Come in Pascoli, che più volte ricorre nella raccolta (e insieme a lui Emily Dickinson, Larkin, Lucrezio, Quevedo, Rilke, Nietzsche, dei quali Testa in parte traduce, in parte introietta i versi), il poeta si pone nella posizione dell’osservatore, di colui che contempla, attratto allo stesso modo dalle voci degli umani e dai suoni e dalle presenze naturali. Donne e uomini, vegetali e animali e cose, sono oggetto dell’indagine, perché tra loro comunicanti, perché tutti custodi e investigatori dello stesso mistero. La lingua per dire tutto questo è piana e musicale, narrativa e lirica, precisa e tangibile e insieme portata all’astrattezza.
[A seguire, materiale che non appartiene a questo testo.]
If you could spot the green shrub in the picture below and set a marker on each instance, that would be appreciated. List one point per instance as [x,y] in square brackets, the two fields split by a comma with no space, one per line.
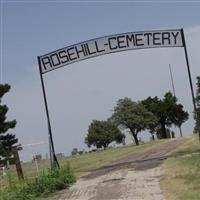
[47,183]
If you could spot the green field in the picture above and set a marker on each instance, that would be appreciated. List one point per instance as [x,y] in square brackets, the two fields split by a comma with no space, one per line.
[182,174]
[80,164]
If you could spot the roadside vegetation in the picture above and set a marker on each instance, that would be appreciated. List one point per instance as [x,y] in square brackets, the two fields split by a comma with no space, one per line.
[182,175]
[50,181]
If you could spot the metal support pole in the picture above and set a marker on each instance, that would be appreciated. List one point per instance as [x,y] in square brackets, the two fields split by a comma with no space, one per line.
[189,75]
[53,159]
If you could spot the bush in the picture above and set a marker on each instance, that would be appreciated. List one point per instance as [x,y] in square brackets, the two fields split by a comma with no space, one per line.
[47,183]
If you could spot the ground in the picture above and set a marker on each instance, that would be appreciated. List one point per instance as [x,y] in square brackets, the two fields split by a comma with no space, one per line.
[134,177]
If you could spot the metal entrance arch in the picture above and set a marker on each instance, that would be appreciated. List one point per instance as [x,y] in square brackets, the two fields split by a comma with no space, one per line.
[106,45]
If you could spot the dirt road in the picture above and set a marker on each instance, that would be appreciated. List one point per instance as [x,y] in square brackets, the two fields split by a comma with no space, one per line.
[134,177]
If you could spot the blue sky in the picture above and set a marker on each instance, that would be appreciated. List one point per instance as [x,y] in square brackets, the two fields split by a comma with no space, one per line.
[89,89]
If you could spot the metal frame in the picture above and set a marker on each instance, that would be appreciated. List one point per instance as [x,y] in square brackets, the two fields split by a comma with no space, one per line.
[54,161]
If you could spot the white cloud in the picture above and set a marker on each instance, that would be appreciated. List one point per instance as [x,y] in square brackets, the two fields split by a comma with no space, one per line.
[88,90]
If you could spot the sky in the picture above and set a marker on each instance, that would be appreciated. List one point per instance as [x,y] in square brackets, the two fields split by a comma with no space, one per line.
[89,89]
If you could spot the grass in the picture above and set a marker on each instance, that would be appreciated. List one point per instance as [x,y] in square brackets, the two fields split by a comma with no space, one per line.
[182,174]
[47,183]
[97,159]
[80,164]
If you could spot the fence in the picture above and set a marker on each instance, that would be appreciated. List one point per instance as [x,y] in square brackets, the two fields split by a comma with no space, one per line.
[34,160]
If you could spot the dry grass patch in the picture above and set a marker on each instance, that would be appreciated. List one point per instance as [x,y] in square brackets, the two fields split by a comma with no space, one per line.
[182,174]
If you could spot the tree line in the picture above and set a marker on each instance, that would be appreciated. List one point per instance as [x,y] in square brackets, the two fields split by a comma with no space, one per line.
[153,114]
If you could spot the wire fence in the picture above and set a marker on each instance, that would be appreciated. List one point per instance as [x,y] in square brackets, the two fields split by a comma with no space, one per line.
[34,159]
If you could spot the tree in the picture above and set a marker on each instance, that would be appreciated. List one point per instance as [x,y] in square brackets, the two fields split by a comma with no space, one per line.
[102,133]
[132,116]
[167,112]
[6,140]
[197,114]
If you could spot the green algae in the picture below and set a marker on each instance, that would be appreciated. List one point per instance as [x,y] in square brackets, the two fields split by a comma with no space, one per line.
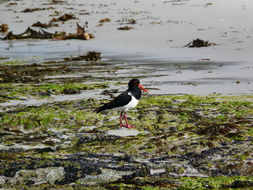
[221,182]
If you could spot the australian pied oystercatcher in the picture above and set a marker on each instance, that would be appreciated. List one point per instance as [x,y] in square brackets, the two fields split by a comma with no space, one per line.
[125,101]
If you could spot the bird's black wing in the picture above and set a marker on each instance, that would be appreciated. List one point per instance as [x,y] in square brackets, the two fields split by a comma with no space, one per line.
[123,99]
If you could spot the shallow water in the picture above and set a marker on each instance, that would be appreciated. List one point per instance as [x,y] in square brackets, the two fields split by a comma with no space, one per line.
[154,49]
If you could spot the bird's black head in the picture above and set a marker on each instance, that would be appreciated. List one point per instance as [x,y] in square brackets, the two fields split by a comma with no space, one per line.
[135,83]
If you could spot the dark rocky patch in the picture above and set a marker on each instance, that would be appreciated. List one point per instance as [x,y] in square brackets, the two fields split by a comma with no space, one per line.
[199,43]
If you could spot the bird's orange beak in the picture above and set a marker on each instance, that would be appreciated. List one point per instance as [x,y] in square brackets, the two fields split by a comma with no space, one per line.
[142,88]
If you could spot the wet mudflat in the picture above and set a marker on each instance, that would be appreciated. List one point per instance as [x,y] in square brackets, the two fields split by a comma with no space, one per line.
[50,136]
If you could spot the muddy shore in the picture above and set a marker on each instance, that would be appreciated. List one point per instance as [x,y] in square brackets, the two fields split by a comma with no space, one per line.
[193,130]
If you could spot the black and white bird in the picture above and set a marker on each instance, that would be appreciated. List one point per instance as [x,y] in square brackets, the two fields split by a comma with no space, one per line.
[125,101]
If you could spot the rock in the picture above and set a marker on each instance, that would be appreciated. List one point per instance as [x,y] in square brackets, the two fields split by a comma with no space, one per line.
[199,43]
[125,28]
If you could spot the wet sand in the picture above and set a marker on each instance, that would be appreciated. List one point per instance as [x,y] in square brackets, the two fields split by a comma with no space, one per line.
[156,44]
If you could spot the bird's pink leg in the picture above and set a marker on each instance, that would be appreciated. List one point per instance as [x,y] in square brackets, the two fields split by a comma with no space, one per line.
[127,125]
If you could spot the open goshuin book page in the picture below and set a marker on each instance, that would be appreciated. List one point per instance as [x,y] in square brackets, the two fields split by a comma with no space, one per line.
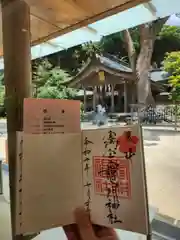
[102,170]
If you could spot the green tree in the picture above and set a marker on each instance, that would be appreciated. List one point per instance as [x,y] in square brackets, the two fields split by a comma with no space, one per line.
[172,66]
[49,81]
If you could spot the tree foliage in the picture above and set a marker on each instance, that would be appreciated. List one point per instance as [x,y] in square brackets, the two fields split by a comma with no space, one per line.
[49,81]
[172,66]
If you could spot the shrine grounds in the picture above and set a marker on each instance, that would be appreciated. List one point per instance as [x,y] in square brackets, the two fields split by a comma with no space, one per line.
[162,158]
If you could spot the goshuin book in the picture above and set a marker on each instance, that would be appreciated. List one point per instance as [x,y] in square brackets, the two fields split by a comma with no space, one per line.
[101,169]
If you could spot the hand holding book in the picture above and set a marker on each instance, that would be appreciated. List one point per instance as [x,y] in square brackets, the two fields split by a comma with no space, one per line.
[85,230]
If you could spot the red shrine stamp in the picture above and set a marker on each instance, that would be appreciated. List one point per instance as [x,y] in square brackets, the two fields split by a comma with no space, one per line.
[101,166]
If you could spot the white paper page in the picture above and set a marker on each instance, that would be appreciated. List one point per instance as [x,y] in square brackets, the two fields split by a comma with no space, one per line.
[52,180]
[114,186]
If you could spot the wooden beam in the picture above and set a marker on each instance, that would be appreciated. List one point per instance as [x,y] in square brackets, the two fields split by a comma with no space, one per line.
[17,74]
[87,21]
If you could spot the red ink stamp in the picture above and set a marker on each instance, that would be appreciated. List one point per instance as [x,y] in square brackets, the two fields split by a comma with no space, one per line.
[102,183]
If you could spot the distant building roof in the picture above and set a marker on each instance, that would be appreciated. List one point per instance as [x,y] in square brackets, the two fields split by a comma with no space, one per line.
[114,64]
[158,75]
[102,63]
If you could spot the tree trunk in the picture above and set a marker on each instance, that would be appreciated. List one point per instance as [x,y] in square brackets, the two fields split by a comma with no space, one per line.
[148,33]
[143,65]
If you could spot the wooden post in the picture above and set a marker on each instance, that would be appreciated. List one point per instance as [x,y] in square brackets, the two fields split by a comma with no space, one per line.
[85,100]
[112,98]
[17,74]
[125,97]
[94,97]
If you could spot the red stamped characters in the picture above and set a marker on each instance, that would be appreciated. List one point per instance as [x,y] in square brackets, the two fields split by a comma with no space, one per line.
[126,143]
[102,183]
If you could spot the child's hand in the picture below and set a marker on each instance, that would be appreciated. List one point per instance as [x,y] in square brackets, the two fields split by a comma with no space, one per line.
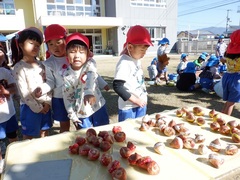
[3,91]
[141,103]
[37,92]
[106,88]
[89,99]
[45,108]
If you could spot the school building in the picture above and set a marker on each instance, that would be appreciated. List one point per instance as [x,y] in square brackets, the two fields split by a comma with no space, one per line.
[104,22]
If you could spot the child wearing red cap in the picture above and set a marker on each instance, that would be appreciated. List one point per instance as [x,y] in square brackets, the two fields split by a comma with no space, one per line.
[29,73]
[129,80]
[81,93]
[231,79]
[55,65]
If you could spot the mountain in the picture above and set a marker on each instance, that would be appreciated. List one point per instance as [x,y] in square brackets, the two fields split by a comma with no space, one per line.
[215,30]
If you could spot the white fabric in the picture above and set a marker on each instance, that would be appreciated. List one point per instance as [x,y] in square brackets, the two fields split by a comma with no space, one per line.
[182,65]
[152,71]
[55,67]
[218,88]
[130,71]
[77,84]
[221,48]
[161,50]
[28,77]
[7,109]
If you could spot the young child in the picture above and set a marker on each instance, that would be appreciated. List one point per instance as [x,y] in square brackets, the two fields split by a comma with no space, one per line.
[55,65]
[35,114]
[186,80]
[129,81]
[220,47]
[209,73]
[162,63]
[230,79]
[198,62]
[152,69]
[8,120]
[163,44]
[81,93]
[183,63]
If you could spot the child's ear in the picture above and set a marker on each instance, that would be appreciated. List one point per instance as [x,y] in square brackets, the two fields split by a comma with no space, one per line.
[20,45]
[130,47]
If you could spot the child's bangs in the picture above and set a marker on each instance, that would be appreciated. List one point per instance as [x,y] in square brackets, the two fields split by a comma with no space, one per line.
[31,35]
[77,44]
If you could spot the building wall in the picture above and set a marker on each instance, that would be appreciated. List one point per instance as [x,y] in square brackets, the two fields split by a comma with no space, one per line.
[147,17]
[117,16]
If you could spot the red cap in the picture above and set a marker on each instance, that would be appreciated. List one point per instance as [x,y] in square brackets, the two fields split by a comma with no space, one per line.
[138,35]
[54,31]
[77,36]
[34,29]
[234,45]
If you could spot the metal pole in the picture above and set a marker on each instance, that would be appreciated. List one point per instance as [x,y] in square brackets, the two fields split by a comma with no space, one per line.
[228,19]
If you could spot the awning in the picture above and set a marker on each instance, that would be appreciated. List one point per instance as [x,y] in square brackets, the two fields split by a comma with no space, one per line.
[2,38]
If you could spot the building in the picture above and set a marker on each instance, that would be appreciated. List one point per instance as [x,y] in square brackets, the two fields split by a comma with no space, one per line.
[104,22]
[195,35]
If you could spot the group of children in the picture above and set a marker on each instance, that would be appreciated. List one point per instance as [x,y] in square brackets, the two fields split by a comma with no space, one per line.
[67,86]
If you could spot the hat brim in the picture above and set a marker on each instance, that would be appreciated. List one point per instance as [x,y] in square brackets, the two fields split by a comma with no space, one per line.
[36,30]
[54,37]
[233,49]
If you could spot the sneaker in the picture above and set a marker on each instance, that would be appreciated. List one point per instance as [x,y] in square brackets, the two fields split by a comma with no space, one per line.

Tutto questo è molto evidente nella sezione Taràssaco, dove fin dalla prima poesia la comunissima pianta diventa emblema della nostra stessa vita e forse anche del modo di procedere della poesia: “dente di leone e dente di cane, / cicoria matta / detta anche selvatica o asinina, / girasole dei prati e missinina, / radicchio matto, pisciacane e piscialletto, insalata di porci e brusaoci, / polenta o fiore del demonio… / (…) / tanti nomi per il volubile soffione / e per la sua bislacca vocazione: / prima una vita plebea a passo lento / e poi ‒ per naturale dedizione ‒ la fine, indecifrabile, nel vento”. O ancora, nella poesia successiva: “Il taràssaco /va e resta, resta e va. / Il suo è un viaggio di vertigine: / porta con sé, / in una minuscola valigia, / la sua origine”.